Yıllarını edebiyata ve edebiyat dergiciliğine adamış benim de yazılarımın ulusal bağlamda edebiyat dünyasına tanınmasına vesile olan iki isimden biridir Şeref AKBABA. Bir telefon görüşmemizde bana mealen şunları söylemişti: “Sinema üzerine bir edebiyatçının etüdü yoksa ortaya konulan her şey sadece kuru bir gazetecilikten ibaret kalır.” Bunu şöyle açmak istiyorum dizi, sinema, tiyatro gibi görsel niteliği ön planda olan sanatlar her şeyden önce metne ve kurguya dayanır. Bu bağlamda metin bilim yahut kurgu kuramlarına dair söz söylenmeden sadece somut teknikler etrafında yapılacak tahliller iç görüden yoksun betimlemeden ibarettir denilebilir. 

BİR BAŞKA AÇIDAN UFAK TEFEK CİNAYETLER

Bazı görüşlere kaynak ve bağlam itibari ile katılmasam da ortaya konuluşundaki samimiyet ve orijinallik, bilinmeyi hak ediyorsa bilir ve bildiririm. Yukarıdaki tespitlerimizi de doğrulayacak nitelikte, Star TV’de ekrana gelen “Ufak Tefek Cinayetler” dizisi ile ilgili kurgu alanında hem yaratıcı hem de eleştirmen olarak ilginç bir eleştirisi var sevgili Gülce Başer’in. Şöyle diyor “Bir Ceset, Bir Söz” romanının yazarı: “Yüzleştirme kültürünün (edebiyat, sinema, vb.) bir tehlikesi vardır: Meşrulaştırma. Kapitalizmin kültür eleştirilerinde sık sık vurgulandı bu. Mesela, Ufak Tefek Cinayetler gibi diziler, ahlaksızlığı sıradanlaştırır. Riyakârlık, yalan, üçkâğıtçılık, yüz kızartıcı ayıp veya suç olmaktan çıkıp, birer olanağı dönüşmeye başlar. Gitgide cinayet bile meşrulaşabilir mi dizideki gibi? Bilemem. Bildiğim şu: bende meşrulaşmıyor. Bir etkili yüzleşme türü arıyorum metinlerime.” Bu da bir fikir.

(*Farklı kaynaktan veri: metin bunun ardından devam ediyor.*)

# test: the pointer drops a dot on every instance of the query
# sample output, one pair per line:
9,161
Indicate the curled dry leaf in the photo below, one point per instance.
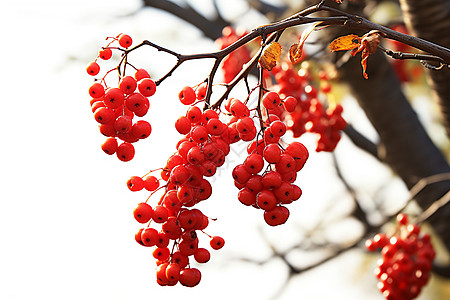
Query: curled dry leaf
296,50
367,44
270,56
346,42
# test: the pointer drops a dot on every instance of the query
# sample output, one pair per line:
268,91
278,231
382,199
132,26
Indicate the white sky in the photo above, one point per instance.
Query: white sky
66,223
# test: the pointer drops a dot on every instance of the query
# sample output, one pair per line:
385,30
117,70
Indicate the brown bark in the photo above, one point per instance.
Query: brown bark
430,20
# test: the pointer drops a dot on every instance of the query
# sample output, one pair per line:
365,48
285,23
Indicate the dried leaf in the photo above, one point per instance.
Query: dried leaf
296,50
270,56
346,42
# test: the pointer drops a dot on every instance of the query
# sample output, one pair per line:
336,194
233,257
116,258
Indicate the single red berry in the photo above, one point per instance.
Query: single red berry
105,54
135,183
183,125
272,153
143,212
125,40
123,124
149,236
141,74
271,180
128,84
104,115
96,90
217,242
147,87
160,214
402,219
278,128
190,277
187,95
266,200
113,98
141,129
173,272
201,91
125,151
240,174
254,163
289,103
110,146
93,68
271,100
161,254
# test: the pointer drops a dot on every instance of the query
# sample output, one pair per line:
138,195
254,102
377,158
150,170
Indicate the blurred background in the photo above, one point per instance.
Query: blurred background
66,220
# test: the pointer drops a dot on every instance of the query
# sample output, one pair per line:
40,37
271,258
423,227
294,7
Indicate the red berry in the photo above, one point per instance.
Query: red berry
143,212
96,90
160,214
113,98
187,95
135,102
141,129
135,183
105,54
128,84
271,100
183,125
266,200
147,87
217,242
125,40
93,68
254,163
290,103
125,151
149,236
110,146
190,277
272,153
123,124
141,74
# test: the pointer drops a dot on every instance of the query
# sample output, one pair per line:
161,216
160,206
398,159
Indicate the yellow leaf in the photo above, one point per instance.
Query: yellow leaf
296,50
270,56
346,42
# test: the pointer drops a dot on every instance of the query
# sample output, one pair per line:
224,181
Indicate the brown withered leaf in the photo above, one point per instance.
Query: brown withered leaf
369,44
346,42
296,50
270,56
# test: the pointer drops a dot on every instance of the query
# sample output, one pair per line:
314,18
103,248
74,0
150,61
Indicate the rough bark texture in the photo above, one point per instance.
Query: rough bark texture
404,144
430,20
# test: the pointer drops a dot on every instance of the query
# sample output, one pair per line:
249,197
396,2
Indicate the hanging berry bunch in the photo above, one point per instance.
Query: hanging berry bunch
115,108
406,260
309,113
172,224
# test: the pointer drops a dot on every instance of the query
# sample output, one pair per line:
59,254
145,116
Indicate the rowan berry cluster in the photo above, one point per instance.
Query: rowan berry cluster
309,114
406,260
202,149
115,108
234,62
266,178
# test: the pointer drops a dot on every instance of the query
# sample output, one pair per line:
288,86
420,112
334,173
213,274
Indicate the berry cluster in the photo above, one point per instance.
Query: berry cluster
114,108
202,149
234,62
406,261
309,114
265,179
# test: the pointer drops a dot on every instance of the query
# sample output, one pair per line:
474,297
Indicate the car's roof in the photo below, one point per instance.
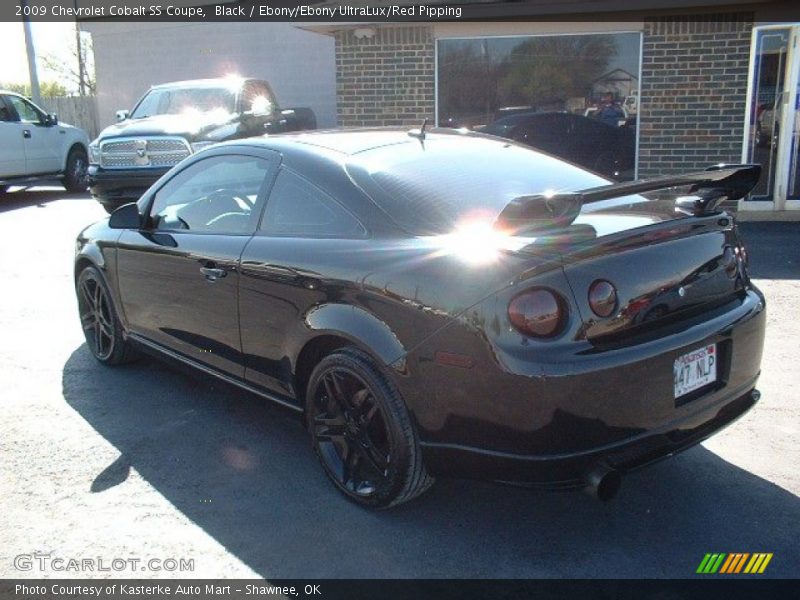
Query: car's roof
356,140
232,82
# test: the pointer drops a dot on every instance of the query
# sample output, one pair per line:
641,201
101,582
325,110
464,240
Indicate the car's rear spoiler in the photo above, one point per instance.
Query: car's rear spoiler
708,189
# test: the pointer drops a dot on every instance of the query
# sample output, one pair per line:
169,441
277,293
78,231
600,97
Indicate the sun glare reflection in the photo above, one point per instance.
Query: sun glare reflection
475,241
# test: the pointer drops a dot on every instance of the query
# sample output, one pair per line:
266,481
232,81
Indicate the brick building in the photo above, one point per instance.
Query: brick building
716,84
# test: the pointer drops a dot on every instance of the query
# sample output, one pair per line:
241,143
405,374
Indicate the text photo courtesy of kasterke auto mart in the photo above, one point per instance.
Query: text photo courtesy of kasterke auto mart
349,299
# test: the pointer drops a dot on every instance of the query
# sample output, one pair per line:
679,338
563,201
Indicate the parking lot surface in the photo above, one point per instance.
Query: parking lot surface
143,461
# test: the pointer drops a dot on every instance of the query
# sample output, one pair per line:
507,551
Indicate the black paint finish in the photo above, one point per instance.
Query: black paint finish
487,401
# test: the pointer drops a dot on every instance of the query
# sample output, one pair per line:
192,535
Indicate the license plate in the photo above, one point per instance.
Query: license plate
695,369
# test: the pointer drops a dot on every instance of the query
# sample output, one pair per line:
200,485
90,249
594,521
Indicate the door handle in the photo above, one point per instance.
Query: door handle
213,273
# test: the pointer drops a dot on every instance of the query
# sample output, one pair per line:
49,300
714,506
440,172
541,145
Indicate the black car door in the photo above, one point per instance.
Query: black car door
179,276
292,264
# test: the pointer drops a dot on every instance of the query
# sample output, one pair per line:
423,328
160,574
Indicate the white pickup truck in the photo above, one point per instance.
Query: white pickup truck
35,146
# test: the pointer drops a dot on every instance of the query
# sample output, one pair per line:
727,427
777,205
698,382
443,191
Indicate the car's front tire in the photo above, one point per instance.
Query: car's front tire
362,433
101,325
75,176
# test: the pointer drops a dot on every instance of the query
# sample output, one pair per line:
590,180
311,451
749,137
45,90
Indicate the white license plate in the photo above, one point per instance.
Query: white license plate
695,369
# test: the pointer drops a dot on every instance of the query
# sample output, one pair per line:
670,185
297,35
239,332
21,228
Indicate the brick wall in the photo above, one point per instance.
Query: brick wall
694,89
387,79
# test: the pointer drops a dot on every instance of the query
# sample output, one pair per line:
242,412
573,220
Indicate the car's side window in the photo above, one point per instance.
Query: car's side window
298,208
5,112
257,98
26,111
219,194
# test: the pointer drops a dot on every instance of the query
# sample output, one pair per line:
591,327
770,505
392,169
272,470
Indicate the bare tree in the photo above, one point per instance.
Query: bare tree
77,67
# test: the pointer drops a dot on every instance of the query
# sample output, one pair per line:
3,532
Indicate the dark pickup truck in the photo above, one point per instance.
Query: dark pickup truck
172,121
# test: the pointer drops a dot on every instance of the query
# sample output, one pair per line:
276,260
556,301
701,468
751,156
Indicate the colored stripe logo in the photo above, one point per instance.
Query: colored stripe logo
733,563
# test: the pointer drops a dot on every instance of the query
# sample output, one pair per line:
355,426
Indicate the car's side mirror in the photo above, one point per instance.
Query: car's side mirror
126,216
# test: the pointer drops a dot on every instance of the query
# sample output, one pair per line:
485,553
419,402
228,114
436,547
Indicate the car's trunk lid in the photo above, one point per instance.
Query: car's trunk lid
663,270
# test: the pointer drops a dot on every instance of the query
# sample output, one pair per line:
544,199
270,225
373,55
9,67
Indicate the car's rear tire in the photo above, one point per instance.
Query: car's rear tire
362,433
101,325
75,176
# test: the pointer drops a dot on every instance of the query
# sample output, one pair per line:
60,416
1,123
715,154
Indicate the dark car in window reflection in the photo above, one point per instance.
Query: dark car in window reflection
585,141
431,306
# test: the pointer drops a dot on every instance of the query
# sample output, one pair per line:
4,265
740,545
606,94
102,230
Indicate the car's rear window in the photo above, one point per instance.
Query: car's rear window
428,187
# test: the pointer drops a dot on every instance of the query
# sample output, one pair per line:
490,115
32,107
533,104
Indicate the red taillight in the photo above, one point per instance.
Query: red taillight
539,313
602,298
730,262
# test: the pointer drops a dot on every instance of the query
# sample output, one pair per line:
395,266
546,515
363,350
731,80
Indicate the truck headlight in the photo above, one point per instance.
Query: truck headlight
197,146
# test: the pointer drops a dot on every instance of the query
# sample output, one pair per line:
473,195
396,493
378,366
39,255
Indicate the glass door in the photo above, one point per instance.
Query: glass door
769,79
774,134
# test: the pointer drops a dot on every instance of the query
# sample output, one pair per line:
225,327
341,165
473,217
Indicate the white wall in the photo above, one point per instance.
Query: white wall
130,57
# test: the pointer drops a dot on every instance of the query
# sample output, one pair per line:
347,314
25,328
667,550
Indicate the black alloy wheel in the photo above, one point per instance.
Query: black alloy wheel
99,321
362,433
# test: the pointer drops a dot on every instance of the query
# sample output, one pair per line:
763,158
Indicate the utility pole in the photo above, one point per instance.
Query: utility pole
81,65
26,23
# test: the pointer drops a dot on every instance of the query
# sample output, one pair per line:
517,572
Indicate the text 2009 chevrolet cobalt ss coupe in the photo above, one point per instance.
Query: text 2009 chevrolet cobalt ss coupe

PEKİ, SİLAHLI KUVVETLERİN İMAJI NE OLACAK?

CNN Türk’te Hande Fırat’ın sunduğu 31.05.18 tarihli “Seçim Özel” programında 28 Şubat’ta atılan subayların çoğunun (iddiaya göre yüzde seksen gibi) FETÖCÜ olduğu dile getirildi. O yıllarda siyaset kurumunda tabanda etkin olan siyasiler TSK’yı din düşmanı olarak ilan etmekle meşguldü. Hani demişler ya: “Paramı çalan kadı, kimi kime şikayet edeyim.” (Aslında böyle dememişler de ben yumuşatarak söyledim.)